Life and Work
Bracha Ettinger, Israeli and British who lives mainly in France, was born in Tel Aviv (March 23, 1948). She received her M.A. in Clinical Psychology from the Hebrew University of Jerusalem in 1975. She then moved to London and studied, trained and worked between 1976 and 1979 at the London Centre for Psychotherapy, the Tavistock Clinic and the Philadelphia Association with R. D. Laing. Her daughter the actress Lana Ettinger was born in London. She returned to Israel in 1979 and worked at Shalvata Hospital. Ettinger, who painted and drew since early childhood, then decided to dedicate herself fully to painting and art and moved to Paris, where she lived and worked from 1981 to 2003. Her son Itai was born in 1988. Alongside painting she began writing, and received a D.E.A. in Psychoanalysis from the University Paris VII Diderot in 1987, and a Ph.D. in Aesthetics of Art from the University of Paris VIII in 1996.

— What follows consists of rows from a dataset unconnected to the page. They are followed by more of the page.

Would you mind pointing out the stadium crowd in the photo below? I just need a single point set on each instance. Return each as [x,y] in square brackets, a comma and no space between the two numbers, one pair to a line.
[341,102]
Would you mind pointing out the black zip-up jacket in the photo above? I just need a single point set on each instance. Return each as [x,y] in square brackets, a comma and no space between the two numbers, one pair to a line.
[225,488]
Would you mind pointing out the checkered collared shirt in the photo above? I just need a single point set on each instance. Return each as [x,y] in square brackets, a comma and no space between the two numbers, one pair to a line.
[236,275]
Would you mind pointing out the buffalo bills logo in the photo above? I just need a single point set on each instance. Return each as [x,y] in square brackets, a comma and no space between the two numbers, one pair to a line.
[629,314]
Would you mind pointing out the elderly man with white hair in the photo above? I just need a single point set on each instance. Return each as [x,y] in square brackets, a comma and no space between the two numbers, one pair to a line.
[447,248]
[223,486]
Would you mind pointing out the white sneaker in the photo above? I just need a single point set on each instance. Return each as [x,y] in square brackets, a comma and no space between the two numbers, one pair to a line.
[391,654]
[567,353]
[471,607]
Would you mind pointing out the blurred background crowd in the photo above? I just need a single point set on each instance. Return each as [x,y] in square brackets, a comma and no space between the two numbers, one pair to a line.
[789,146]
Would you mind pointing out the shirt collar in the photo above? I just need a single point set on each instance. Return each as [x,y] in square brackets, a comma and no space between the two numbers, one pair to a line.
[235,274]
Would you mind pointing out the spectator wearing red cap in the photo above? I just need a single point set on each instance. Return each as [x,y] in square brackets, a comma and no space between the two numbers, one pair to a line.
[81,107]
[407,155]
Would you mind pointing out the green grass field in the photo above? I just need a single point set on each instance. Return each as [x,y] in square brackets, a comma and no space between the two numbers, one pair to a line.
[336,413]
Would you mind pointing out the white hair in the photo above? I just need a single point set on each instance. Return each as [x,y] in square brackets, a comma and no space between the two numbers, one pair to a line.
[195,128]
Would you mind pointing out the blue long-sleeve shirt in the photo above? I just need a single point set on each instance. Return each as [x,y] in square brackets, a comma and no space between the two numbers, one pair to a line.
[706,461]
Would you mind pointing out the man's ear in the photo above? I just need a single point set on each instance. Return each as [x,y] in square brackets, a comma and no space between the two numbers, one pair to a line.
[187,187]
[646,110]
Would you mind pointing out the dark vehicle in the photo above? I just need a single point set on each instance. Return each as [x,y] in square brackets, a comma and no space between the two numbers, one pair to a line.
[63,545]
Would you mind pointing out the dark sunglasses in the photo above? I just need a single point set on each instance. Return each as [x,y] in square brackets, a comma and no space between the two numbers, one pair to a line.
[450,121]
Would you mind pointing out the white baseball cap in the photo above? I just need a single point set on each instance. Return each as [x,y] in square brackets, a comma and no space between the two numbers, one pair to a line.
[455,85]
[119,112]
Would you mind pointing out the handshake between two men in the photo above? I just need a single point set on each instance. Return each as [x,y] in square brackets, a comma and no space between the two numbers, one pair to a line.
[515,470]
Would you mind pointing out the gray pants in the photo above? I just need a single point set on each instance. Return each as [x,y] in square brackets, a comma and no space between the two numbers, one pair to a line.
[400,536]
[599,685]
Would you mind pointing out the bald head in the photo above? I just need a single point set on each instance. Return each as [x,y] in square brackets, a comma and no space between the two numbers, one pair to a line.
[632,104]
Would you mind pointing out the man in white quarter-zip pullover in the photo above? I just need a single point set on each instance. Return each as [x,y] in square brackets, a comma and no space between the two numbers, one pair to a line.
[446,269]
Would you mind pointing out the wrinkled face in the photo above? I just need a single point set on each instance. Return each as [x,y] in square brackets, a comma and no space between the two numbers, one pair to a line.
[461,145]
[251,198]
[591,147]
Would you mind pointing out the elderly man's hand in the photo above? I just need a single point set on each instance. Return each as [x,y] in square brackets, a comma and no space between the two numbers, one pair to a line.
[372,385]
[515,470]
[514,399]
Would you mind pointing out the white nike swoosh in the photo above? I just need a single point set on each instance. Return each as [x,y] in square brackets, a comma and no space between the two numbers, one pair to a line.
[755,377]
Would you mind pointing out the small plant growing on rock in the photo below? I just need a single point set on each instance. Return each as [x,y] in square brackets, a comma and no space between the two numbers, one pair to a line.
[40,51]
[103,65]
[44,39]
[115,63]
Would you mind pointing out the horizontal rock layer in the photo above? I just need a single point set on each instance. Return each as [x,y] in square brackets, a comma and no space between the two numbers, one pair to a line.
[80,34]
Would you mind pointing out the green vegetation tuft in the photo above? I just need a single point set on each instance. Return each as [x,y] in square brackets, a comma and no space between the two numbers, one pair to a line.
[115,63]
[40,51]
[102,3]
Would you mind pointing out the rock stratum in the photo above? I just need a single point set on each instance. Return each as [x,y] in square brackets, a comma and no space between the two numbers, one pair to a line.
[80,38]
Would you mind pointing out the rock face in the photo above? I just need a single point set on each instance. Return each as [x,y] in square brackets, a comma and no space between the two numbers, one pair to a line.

Her paintings eventually aroused the interest of different curators in French museums, and she had One-person exhibitions at the Pompidou Centre in 1987 and at the Museum of Calais in 1988. In 1995 she had a One-person exhibition at the Israel Museum in Jerusalem, and in 1996 she participated in the Contemporary art section of "Face à l'Histoire. 1933-1996" exhibition in the Pompidou Centre. In 2000 she had a Retrospective at the Centre for Fine Arts (The Palais des Beaux Arts) in Brussels, and in 2001 a Solo exhibition at the Drawing Center in New York. In parallel to working as artist Bracha Ettinger continued to train as psychoanalyst with Françoise Dolto, Piera Auglanier, Pierre Fedida and Jacques-Alain Miller, and has become one of the most influential contemporary French feminists. Around 1988 Ettinger began her Conversation and Photography project. Her personal art notebooks have become source for theoretical articulations, and her art has inspired art historians (among them the distinguished art historian Griselda Pollock) and philosophers (like Jean-François Lyotard and Christine Buci-Glucksmann) who dedicated a number of essays to her painting.

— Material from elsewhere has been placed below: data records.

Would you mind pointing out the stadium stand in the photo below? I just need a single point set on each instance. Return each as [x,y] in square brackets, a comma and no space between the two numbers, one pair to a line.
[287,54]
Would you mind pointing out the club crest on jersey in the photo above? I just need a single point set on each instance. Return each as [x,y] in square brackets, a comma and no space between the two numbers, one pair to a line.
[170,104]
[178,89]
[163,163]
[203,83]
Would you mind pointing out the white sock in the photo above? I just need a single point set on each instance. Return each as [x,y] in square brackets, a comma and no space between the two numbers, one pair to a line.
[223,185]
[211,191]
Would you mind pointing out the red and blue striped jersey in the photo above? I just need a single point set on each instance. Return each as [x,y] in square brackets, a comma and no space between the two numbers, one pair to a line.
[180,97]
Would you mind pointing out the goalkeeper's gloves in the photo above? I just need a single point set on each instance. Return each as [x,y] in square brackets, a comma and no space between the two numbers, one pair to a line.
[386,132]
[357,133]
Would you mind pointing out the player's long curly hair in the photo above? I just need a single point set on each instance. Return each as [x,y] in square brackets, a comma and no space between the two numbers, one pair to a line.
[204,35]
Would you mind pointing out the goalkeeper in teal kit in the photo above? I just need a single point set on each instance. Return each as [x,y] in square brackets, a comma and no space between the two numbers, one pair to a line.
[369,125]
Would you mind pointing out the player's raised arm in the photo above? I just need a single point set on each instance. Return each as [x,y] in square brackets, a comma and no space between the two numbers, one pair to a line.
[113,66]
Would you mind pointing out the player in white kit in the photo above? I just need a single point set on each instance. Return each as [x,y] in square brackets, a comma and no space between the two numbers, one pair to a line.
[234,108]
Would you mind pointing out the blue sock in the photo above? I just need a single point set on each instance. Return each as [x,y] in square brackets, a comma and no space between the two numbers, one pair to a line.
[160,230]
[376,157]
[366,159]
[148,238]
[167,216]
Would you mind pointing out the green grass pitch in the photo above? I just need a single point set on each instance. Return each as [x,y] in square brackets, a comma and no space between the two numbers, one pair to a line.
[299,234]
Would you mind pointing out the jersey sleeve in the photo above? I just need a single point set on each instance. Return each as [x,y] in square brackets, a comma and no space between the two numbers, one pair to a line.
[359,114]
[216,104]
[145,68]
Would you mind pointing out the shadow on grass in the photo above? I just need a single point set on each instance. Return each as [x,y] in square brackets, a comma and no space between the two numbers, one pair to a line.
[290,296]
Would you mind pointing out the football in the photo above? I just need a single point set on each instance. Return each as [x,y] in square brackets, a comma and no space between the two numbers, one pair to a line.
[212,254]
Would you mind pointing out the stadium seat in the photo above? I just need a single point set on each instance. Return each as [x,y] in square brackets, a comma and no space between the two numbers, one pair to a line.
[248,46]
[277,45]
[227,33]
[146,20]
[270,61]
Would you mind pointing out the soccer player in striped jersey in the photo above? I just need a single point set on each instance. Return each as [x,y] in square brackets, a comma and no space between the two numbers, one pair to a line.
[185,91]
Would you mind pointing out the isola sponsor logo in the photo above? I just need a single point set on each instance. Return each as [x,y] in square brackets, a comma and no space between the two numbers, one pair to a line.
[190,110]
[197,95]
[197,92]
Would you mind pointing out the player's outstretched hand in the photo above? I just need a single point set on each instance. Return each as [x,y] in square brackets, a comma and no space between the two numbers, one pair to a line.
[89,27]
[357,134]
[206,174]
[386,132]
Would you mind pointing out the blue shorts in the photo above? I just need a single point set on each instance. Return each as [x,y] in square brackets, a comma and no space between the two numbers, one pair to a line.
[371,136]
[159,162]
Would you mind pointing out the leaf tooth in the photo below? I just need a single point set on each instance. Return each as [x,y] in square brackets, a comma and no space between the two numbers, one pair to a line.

Even though she was still based mainly in Paris, Ettinger was Visiting Professor (1997–1998) and then Research Professor (1999–2004) in Psychoanalysis and Aesthetics at the School of Fine Art, History of Art and Cultural Studies at the University of Leeds. Since 2001 she has also been Visiting Professor in Psychoanalysis and Aesthetics at the AHRC Centre for Cultural Analysis, Theory and History (now CentreCATH). Ettinger has partly returned to Israel in 2003, keeping studios in both Paris and Tel Aviv ever since, and became a lecturer at the Bezalel Academy of Art and Design in Jerusalem until 2006. Ettinger is activist against the Israeli occupation of Palestinian territories.

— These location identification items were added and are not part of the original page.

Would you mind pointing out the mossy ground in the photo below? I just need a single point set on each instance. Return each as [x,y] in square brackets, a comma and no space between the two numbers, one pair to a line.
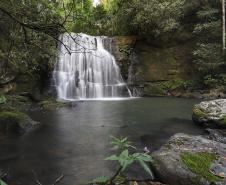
[199,163]
[51,103]
[15,103]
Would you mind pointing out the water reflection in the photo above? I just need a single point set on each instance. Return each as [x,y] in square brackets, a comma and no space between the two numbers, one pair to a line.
[75,141]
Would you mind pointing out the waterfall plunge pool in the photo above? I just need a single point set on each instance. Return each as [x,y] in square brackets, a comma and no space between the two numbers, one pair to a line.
[74,141]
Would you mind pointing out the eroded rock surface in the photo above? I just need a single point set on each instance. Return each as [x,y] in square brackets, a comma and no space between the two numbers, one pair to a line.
[188,159]
[210,113]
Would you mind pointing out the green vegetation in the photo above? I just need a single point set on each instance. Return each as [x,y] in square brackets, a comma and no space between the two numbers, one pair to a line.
[18,117]
[50,104]
[199,112]
[2,182]
[199,163]
[125,158]
[223,120]
[15,103]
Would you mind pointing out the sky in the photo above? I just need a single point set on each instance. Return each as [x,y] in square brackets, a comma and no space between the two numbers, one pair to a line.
[95,2]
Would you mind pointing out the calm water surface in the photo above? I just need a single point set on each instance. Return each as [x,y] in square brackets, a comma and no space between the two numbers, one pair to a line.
[74,141]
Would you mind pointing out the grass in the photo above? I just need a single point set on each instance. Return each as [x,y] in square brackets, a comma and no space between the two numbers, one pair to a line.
[199,163]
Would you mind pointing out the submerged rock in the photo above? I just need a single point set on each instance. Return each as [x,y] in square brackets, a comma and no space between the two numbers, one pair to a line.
[190,160]
[210,113]
[15,122]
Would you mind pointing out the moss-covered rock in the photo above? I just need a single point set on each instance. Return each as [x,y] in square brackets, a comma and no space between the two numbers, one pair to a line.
[210,113]
[52,104]
[15,122]
[15,103]
[200,163]
[188,160]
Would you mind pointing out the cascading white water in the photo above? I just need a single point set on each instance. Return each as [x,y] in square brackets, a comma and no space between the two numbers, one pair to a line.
[86,70]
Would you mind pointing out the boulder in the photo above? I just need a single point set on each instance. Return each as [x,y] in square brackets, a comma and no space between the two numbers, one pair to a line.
[210,113]
[15,122]
[218,135]
[190,160]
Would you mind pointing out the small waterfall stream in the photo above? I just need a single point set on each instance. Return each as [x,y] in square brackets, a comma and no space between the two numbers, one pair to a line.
[86,70]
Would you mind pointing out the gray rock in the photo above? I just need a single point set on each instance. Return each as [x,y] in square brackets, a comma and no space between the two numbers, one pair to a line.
[210,113]
[170,168]
[217,135]
[16,122]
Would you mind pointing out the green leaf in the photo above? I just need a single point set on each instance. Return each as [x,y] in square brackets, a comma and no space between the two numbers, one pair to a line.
[112,158]
[146,168]
[145,157]
[101,180]
[2,99]
[2,182]
[125,160]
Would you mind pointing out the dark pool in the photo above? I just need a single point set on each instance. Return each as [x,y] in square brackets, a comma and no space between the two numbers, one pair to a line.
[74,141]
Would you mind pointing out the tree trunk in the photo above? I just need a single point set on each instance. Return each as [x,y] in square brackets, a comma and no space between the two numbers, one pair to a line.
[223,25]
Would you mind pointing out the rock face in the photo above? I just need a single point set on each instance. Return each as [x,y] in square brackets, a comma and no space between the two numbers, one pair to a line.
[15,122]
[211,113]
[189,160]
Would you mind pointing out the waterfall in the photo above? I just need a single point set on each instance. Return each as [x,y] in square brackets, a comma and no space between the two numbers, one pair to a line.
[86,70]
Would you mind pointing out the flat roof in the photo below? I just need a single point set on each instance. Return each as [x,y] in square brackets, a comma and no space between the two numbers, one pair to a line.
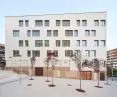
[58,14]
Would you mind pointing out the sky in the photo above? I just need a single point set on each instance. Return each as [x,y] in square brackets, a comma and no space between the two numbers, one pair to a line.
[37,7]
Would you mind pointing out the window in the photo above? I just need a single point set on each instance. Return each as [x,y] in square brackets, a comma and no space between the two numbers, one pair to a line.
[58,23]
[58,43]
[28,33]
[103,43]
[15,53]
[38,23]
[26,23]
[93,52]
[78,43]
[20,43]
[68,53]
[75,32]
[35,33]
[66,23]
[96,22]
[87,52]
[68,32]
[103,22]
[96,43]
[36,53]
[15,33]
[20,23]
[87,32]
[55,32]
[46,43]
[26,43]
[78,22]
[28,53]
[56,53]
[93,32]
[46,22]
[66,43]
[49,32]
[84,22]
[84,43]
[38,43]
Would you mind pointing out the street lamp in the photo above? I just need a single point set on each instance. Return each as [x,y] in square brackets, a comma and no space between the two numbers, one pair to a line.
[47,63]
[32,60]
[12,62]
[20,67]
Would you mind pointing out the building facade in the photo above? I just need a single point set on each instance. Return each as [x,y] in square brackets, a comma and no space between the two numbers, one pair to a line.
[34,35]
[2,56]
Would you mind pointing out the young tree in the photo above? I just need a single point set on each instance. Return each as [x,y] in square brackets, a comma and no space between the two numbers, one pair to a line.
[97,70]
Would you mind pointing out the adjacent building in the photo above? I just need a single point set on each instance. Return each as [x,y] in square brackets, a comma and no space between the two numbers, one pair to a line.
[112,57]
[35,35]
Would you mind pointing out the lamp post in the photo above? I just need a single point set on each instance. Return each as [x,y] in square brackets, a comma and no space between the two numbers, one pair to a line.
[107,72]
[11,62]
[33,60]
[53,62]
[77,58]
[47,63]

Ettinger is considered now to be a prominent figure among both the French painters' and the Israeli art's scenes. Ettinger's art was recently analysed at length in the book Women Artists at the Millennium and in Griselda Pollock's Encounters in the Virtual Feminist Museum.
Some of her specific academic fields of endeavor are feminist psychoanalysis, art, aesthetics, ethics, the gaze, sexual difference and gender studies, Jacques Lacan, the feminine, early (including pre-birth) psychic impressions, pre-maternal and maternal subjectivity.